Understand Price Impact, Slippage and Price Warnings
Jupiter offers several information signals to help users make informed trading decisions and protect themselves from potential losses. On this page, we will explain the difference between price impact, slippage, and price warning
Price Impact
Price Impact refers to the difference between the total value of the entry tokens swapped and the destination tokens obtained. It is influenced by the available liquidity to settle the trade, and the size of the trade can impact the price impact. Users can check the price impact and the minimum amount of destination tokens received on the Jupiter interface.
To reduce price impact, users can split trades into several smaller trades over time. Jupiter's smart routing system checks all available liquidity pools to find the optimal route that maximizes output tokens.

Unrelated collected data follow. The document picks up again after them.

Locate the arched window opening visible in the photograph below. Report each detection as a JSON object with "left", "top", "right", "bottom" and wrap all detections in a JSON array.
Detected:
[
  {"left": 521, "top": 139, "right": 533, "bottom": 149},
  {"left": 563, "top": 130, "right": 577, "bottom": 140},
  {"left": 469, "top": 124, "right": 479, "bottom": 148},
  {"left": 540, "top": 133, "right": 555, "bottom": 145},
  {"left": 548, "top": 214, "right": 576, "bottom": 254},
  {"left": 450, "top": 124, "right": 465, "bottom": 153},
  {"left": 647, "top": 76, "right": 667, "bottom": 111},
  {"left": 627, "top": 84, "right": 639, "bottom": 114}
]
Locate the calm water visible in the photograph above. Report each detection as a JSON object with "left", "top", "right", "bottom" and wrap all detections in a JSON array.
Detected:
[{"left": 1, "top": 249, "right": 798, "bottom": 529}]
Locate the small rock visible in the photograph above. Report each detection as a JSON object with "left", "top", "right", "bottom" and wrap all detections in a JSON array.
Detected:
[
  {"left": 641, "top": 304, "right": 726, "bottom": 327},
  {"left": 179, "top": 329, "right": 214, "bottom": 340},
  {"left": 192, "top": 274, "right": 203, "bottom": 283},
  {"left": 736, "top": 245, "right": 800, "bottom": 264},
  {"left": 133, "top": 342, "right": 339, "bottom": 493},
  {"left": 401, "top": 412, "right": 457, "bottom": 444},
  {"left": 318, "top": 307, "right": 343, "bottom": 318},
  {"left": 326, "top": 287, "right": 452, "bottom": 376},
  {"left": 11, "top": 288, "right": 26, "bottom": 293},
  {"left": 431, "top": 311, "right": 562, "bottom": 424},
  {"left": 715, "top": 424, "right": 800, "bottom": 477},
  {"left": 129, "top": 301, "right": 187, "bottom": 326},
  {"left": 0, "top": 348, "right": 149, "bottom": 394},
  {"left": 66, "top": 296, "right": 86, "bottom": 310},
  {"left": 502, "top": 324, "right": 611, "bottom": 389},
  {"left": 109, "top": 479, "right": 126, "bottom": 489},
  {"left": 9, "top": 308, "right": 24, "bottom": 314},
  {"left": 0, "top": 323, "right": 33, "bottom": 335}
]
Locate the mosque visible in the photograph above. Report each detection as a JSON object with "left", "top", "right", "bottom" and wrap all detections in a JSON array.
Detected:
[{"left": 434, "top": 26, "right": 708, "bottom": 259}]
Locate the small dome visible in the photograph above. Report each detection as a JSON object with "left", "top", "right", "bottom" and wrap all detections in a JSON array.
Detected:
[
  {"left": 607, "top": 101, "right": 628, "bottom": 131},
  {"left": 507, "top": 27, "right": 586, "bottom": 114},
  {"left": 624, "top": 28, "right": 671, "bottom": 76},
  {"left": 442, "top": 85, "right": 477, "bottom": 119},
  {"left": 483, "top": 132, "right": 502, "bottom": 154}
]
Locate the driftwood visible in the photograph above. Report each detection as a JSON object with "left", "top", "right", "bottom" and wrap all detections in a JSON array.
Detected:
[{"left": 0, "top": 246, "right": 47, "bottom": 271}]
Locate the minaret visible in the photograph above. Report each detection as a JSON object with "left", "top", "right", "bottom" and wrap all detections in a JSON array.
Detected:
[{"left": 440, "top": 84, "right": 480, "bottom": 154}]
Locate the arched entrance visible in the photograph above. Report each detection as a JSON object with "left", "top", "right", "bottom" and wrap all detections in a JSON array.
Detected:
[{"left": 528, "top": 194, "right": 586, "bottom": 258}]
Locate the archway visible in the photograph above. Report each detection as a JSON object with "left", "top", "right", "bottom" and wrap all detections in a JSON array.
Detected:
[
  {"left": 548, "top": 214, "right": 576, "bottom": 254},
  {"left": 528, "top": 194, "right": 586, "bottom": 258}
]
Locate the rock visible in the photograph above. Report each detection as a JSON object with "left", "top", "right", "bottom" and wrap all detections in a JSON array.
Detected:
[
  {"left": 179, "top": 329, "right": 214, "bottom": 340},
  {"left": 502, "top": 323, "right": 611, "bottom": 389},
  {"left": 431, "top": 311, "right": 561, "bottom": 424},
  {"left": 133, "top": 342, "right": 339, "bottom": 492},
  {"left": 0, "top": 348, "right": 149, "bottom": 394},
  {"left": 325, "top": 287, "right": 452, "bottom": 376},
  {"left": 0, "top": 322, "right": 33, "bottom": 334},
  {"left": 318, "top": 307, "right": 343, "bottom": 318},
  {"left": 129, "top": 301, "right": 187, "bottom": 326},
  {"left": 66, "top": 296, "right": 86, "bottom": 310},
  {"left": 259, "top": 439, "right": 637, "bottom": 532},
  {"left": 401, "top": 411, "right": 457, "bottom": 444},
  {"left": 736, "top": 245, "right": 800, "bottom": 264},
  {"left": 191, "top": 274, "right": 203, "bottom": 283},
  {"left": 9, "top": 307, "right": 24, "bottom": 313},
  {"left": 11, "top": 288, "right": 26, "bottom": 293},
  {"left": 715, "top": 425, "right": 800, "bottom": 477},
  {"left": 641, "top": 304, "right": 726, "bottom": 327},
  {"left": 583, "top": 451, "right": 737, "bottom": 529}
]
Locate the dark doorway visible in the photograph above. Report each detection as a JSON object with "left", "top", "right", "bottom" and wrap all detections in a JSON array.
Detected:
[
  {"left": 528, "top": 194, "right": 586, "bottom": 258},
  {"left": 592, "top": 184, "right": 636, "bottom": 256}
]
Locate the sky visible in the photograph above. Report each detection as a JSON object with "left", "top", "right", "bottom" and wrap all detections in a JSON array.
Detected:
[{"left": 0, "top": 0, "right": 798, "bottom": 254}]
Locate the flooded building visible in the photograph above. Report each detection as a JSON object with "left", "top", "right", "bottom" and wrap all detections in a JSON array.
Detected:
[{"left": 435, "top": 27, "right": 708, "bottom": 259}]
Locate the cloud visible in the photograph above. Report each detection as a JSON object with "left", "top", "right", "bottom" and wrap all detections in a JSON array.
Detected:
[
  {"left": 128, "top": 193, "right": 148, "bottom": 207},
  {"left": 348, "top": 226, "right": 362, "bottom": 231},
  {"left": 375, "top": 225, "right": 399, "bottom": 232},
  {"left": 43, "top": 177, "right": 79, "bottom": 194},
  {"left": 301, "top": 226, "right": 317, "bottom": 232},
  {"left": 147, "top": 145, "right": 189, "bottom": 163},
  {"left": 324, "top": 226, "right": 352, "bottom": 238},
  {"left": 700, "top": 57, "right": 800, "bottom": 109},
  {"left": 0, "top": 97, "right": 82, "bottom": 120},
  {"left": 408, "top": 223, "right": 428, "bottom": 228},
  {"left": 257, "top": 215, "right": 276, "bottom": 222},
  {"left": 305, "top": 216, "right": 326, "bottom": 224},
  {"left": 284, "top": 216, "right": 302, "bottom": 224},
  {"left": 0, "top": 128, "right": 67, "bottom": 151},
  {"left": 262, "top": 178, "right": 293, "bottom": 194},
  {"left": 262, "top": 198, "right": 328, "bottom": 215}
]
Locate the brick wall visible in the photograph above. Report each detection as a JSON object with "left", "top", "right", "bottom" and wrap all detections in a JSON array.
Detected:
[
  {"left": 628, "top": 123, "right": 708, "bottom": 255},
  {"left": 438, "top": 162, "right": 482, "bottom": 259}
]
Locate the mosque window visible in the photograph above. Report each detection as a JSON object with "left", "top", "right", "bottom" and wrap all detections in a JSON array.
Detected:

It's important to note that decentralized exchanges allow users to retain full custody of their tokens, and prices offered by different DEXs can vary. The spread, which is the price difference for a token at which it can be traded in one direction or the other of a given pair, is another factor to consider, especially in illiquid pairs where the spread can be significant.
Price Warning
Price Warning is an additional layer of protection implemented by Jupiter to alert users when the quoted price deviates from the reference price (in this case, CoinGecko's pricing). Price warnings can be caused by various external factors, and Jupiter adds an extra confirmation layer to prevent misclicks or human errors.
Slippage
Slippage occurs when market conditions change between transaction submission and verification. The slippage rate is an important setting to prevent users from receiving fewer tokens than expected. If the price falls below the slippage rate, the transaction fails.
Addition Safety Confirmation
When price impact or price deviation is too high, we have an additional modal asking you to confirm the trade.